PrisonDespite the increasingly audible calls for changes in policy, we should not lose sight of the extent and nature of imprisonment in the United States.  As of 1975, only .01% of the population was imprisoned, but the percentage has grown every year since then and now stands at almost .05%.  We as a nation have the dubious distinction of reporting the highest per capita imprisonment figure in the world.  What’s more, American prisons are no longer geared to rehabilitating inmates.  Instead of educating and training inmates, prisons for the most part simply warehouse them.

These developments do not derive from increases in crime or from the widespread commission of more serious crimes.  Instead, the increase in the number of inmates and the use of warehouse-style incarceration are attributable to such policies as quicker revocation of probation and parole, mandatory sentences for certain crimes, three strikes legislation, and truth-in- sentencing laws.  Often, these policies come into play for drug-related offenses and are part of the larger “war on drugs.”

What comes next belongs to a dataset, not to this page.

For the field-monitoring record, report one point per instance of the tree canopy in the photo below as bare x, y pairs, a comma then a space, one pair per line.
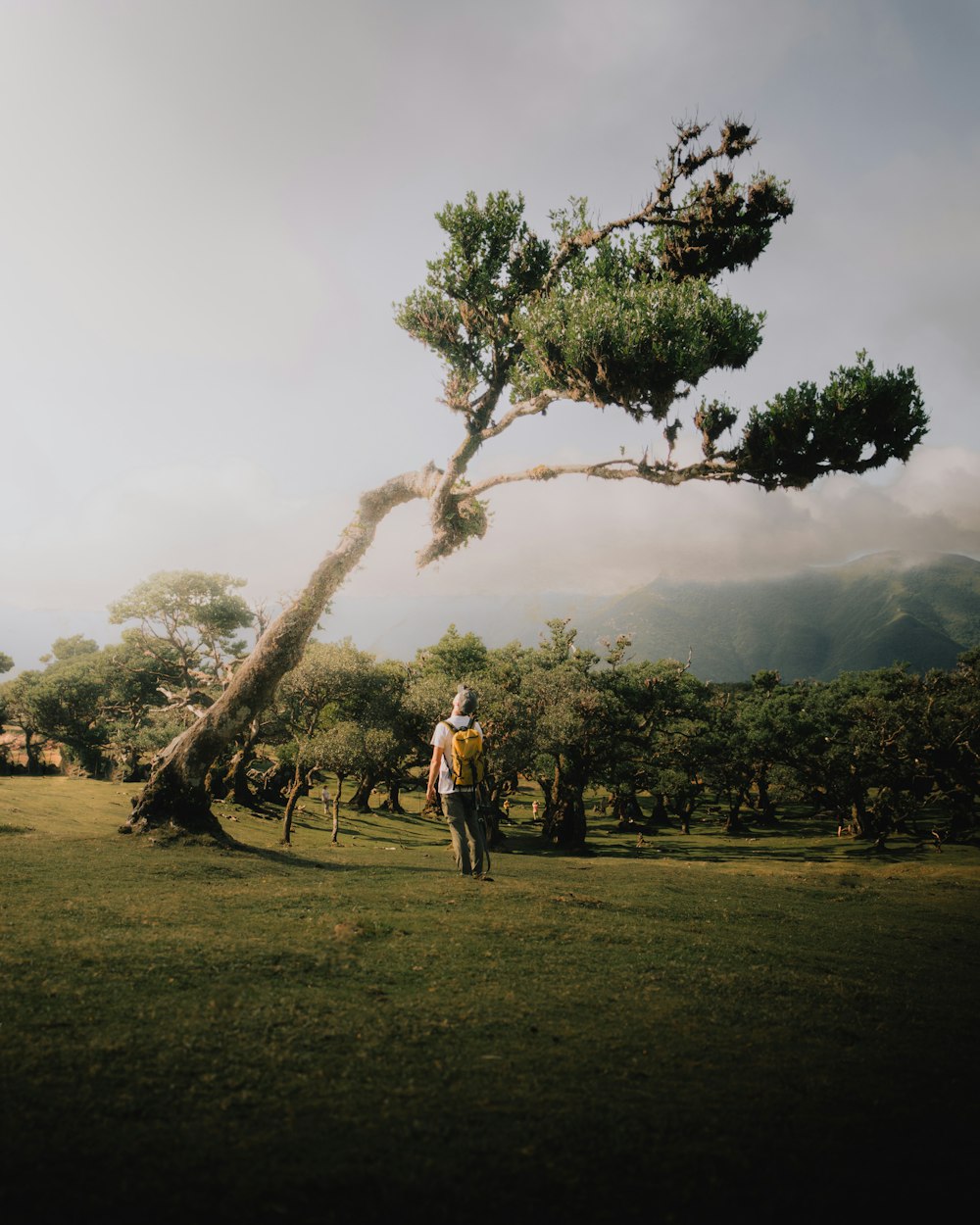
621, 314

Noam Chomsky contends, “In the United States the drug war is basically a technique for containing populations internal to the country and doesn’t have much to do with drugs.”  Chomsky has in mind the urban underclass, which is disproportionately but not exclusively made up of members of minority groups.  Middle and upper class Americans have come to see the underclass as dangerous and almost inherently criminal and are comfortable with warehousing larger and larger numbers in order to maintain social control.  Chomsky suggests the contemporary imprisoning of large numbers of poor men and women is an American variety of “social cleansing.”

As harsh as Chomsky’s comments might seem, law professor Jonathan Simon might take the critique one step further.  In his book Poor Discipline, Simon argues that mainstream Americans perceive inmates as a type of “toxic waste” and take those who run our jails, prisons, and penitentiaries to have the nasty task of “waste management.”  How troubling is to see our nation traveling down this fundamentally dehumanizing path.